Ne cherchez pas une quelconque référence. Davantage un besoin de l'absolu ou le point d'orgue d'une carrière. La T12 n'a aucune accointance avec la compétition ou la frénésie d'un marché – il s'agit d'une pistarde sans aucune limite dans sa conception. Cette moto tente jusqu'au bout des jantes d'être reconnue par son maitre, même s'il ne pourra jamais le lui témoigner. Et Massimo serait fier de voir l'aboutissement de son projet. Son fils Andrea a continué l'aventure afin qu'elle puisse prendre forme, vie, et rage. Avec cette machine, le créateur s'était approché de la sportive absolue. Le design est tendu, nerveux, fidèle à l'esprit qui habite chacune de ses créations. Certaines veines du crayon font penser à la MV-Agusta F4. On salue l'arrière particulièrement épuré, qu'aucun appendice ne vient gâcher. Ni plaque, ni feux, ni cale-pieds passager, ni pot d'échappement ; et pour cause : celui-ci fait intégralement partie du sabot. Quelle planque !
Au fait, pourquoi T12 ? Un T pour "Tamburini", et 12 car il s'agissait de son numéro de chance. Coté moteur, les chiffres sont plus effrayants. Comme pour la marque qu'il créa autrefois, Bimota, le propulseur provient d'un autre constructeur. BMW a été choisi, pour son fougueux 4 cylindres qui équipe la S 1000 RR. Il cravache quasi 200 chevaux à l'origine. Mais pour la T12, il subit un traitement de choc afin de l'amener à 230 bourrins. Wahourglll ! La puissance de feu d'une machine de WSBK, contrôlée par une électronique Motec M170.
L'équipe réunie autour de la T12 a travaillé d'arrache-pied pour arriver à un résultat sans pareil. Non seulement la moto est d'une rare pureté. Mais son poids peut provoquer le vertige. A peine plus de 150 kilos sur la balance – 154.5 pour être précis. Une 600 n'arrive pas à les atteindre ; un prototype de MotoGP non plus. L'usage abondant de carbone et autres matériaux nobles a permis ce tour de force. La fibre noire est notamment utilisée pour le carénage, la boite à air, l'admission d'air, la structure du réservoir et la selle auto-porteuse.
Pour la conception du châssis, Tamburini a été très loin, sans doute plus qu'aucun constructeur n'a osé le faire.
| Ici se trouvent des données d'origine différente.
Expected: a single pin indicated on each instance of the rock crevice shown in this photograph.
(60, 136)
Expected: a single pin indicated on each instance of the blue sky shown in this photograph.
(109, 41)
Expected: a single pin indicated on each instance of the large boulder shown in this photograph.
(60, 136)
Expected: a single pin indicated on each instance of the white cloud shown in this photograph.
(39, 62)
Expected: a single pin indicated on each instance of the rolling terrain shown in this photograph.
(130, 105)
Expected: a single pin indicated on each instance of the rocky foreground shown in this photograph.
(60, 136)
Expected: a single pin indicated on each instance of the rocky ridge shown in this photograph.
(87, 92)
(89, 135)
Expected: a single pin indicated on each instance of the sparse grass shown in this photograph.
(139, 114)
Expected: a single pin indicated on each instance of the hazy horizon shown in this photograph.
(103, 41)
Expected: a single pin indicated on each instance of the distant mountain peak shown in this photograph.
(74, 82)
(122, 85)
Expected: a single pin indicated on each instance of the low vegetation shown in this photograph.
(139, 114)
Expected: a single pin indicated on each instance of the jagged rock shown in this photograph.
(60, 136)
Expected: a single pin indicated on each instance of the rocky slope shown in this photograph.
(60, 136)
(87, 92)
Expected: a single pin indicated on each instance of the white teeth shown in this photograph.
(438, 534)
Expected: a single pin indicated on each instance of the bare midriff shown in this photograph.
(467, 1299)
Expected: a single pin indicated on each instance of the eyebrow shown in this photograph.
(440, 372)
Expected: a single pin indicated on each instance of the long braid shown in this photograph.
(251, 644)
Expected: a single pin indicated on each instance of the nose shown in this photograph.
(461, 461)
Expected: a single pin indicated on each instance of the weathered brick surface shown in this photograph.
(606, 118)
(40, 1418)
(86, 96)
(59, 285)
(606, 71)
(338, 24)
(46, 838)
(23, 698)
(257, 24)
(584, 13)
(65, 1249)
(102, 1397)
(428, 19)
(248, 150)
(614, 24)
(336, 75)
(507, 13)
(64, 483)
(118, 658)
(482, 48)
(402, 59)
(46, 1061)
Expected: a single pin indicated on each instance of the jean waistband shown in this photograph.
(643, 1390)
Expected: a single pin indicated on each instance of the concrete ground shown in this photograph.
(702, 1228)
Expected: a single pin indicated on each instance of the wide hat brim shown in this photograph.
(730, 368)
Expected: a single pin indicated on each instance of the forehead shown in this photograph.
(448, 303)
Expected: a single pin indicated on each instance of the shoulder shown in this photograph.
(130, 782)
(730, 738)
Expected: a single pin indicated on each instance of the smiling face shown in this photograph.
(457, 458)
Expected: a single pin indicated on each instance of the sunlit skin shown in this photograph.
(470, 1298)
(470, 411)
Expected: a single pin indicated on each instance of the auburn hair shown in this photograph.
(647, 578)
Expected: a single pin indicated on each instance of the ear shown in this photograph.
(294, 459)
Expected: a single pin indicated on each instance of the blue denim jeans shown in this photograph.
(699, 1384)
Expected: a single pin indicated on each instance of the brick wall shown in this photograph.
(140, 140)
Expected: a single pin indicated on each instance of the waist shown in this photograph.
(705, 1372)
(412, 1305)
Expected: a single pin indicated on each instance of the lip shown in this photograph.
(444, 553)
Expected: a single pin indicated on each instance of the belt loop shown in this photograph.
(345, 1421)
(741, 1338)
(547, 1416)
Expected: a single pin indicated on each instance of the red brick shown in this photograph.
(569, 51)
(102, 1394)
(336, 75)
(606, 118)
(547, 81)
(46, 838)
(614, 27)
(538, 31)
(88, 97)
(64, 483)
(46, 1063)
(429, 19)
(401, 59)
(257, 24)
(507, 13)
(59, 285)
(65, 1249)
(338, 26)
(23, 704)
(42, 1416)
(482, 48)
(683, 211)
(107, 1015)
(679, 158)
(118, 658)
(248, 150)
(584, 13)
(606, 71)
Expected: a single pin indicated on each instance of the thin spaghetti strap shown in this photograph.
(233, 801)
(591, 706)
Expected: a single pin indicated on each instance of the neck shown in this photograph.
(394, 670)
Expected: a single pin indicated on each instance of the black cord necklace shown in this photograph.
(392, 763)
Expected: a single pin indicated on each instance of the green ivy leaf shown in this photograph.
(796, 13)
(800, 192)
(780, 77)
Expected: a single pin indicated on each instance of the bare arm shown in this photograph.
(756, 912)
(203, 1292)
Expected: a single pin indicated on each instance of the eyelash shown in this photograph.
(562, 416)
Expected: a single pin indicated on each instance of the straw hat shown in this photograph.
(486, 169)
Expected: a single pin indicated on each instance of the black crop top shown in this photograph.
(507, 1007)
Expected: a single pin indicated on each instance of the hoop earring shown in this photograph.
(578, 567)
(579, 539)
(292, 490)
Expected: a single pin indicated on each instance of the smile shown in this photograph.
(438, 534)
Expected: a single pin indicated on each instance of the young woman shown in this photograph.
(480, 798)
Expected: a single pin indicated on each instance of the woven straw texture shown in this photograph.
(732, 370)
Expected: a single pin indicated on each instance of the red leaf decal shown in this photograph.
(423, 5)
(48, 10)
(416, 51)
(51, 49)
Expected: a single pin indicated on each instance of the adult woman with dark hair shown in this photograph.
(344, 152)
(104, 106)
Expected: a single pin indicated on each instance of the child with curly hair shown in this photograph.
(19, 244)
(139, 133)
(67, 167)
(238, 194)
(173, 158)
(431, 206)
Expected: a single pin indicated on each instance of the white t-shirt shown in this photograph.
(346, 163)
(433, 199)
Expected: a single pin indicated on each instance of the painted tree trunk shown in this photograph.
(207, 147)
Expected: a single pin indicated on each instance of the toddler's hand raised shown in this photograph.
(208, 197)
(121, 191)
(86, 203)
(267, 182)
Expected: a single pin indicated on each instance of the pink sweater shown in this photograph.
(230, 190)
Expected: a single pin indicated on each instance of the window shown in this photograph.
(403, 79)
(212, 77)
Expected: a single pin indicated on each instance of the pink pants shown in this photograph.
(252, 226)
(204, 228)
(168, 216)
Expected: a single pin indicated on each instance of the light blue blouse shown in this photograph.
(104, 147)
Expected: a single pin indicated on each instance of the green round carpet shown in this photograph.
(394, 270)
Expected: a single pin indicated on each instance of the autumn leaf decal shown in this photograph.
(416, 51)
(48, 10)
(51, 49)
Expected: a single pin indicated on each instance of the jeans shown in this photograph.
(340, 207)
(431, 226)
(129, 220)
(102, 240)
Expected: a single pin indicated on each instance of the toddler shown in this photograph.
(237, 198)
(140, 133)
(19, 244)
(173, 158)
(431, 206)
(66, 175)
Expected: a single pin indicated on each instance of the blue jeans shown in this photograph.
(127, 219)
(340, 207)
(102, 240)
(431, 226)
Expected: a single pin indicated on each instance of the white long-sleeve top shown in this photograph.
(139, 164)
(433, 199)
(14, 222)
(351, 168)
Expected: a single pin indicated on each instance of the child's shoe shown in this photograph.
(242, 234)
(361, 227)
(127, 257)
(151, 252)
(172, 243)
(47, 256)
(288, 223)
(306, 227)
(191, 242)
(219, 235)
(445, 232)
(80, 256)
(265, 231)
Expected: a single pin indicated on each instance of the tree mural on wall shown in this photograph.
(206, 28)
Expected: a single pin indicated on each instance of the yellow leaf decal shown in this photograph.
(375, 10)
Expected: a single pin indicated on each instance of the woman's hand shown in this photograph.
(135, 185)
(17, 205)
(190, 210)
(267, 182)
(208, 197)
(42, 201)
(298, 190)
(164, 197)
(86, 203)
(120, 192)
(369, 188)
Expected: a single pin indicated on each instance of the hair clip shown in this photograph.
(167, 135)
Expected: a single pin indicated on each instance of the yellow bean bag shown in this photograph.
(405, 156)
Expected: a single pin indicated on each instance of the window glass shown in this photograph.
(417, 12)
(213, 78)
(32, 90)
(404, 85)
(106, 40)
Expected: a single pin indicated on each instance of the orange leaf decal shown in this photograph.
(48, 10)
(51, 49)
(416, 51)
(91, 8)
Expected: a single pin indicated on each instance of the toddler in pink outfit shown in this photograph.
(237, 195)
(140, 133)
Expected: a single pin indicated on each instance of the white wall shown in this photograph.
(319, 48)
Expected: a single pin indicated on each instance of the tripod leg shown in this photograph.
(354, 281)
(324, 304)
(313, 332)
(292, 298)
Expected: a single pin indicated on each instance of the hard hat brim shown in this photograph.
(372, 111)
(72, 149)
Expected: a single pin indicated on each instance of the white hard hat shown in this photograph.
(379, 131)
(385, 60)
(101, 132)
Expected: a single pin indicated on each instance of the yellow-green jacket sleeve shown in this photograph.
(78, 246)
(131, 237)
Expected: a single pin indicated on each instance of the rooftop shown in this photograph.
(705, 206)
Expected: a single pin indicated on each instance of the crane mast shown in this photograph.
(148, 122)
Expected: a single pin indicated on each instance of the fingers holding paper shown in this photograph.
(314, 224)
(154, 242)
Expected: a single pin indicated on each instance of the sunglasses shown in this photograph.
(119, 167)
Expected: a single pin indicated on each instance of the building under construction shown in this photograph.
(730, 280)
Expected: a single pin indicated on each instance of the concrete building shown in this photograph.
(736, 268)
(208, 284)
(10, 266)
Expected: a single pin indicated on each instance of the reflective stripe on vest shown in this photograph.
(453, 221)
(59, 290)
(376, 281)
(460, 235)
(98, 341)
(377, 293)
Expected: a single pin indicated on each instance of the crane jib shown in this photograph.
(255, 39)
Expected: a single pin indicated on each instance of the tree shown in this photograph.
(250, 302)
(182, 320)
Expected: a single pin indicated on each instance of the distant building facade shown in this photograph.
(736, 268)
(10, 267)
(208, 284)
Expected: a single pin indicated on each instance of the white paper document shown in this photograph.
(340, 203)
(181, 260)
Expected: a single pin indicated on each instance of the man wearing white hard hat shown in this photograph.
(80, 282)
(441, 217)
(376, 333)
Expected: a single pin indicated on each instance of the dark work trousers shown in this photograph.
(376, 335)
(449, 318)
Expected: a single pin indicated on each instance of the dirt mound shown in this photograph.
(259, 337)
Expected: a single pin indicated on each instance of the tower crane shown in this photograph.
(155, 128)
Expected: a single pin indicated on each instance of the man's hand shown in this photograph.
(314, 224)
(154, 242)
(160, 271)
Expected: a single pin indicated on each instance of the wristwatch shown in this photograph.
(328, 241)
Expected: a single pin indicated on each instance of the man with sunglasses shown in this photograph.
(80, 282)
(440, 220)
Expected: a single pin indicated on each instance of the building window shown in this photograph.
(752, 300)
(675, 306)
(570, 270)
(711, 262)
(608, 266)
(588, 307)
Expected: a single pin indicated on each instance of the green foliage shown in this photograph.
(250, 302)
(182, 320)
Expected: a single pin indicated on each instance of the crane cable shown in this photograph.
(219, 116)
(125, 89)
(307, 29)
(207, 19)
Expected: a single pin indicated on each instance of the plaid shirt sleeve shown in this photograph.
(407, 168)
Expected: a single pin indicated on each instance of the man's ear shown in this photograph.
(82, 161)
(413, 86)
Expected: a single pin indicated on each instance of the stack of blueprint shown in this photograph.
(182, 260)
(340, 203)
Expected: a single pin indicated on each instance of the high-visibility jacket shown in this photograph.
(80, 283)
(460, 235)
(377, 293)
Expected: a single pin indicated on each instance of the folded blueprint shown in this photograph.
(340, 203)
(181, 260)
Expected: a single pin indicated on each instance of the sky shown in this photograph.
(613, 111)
Il a choisi ce qu'il y avait de mieux pour les composants : une fourche inversée FGR et un amortisseur Öhlins issus du MotoGP mais revus d'après les spécifications de Massimo, des étriers de frein Brembo monoblocs GP4 34/38 taillés dans la masse et reliés à des raccords Stäubli, un maitre-cylindre Brembo PR 19/18 lui aussi de type GP, des jantes Marchesini en magnésium forgé, un monobras oscillant aussi en magnésium. Uniquement du gros top, qui ne saurait être adoubé que par un cadre de haut rang. Et c'est là que le génie s'exprime. Le maestro a conçu et breveté une structure qui va bien au-delà de l'exigence. Il est possible de modifier la rigidité torsionnelle de ce cadre sans changer aucune pièce ! Des pièces mobiles au niveau du treillis en acier permettent cette modularité de la résistance. L'ensemble de ce cadre est constitué également d'une colonne de direction et de platines latérales en magnésium.
Il n'y a pas que la rigidité que l'on peut ajuster. Les suspensions sont réglables dans tous les sens, bien sûr. Mais aussi le pivot du bras oscillant et les platines repose-pieds.
Ce chef d'œuvre met en avant sa technique de pointe, sa fureur mécanique, sa définition stylistique de haute couture, son géniteur de renom... Beaucoup moins son prix. Celui-ci n'a aucune réelle portée, la moto ayant été conçue sans aucune considération marketing ou apparentée. Seule comptait la performance. Son exposition à Monaco pour le Salon Top Marques 2018 dévoile aussi une exception dans l'histoire motocycliste - 1 million de dollars (environ 807 500 euros). Le prix d'un rêve ? Non, c'est indécent. Ôtez le tarif, enlevez les étiquettes, ne jugez pas. Imaginez seulement de succomber.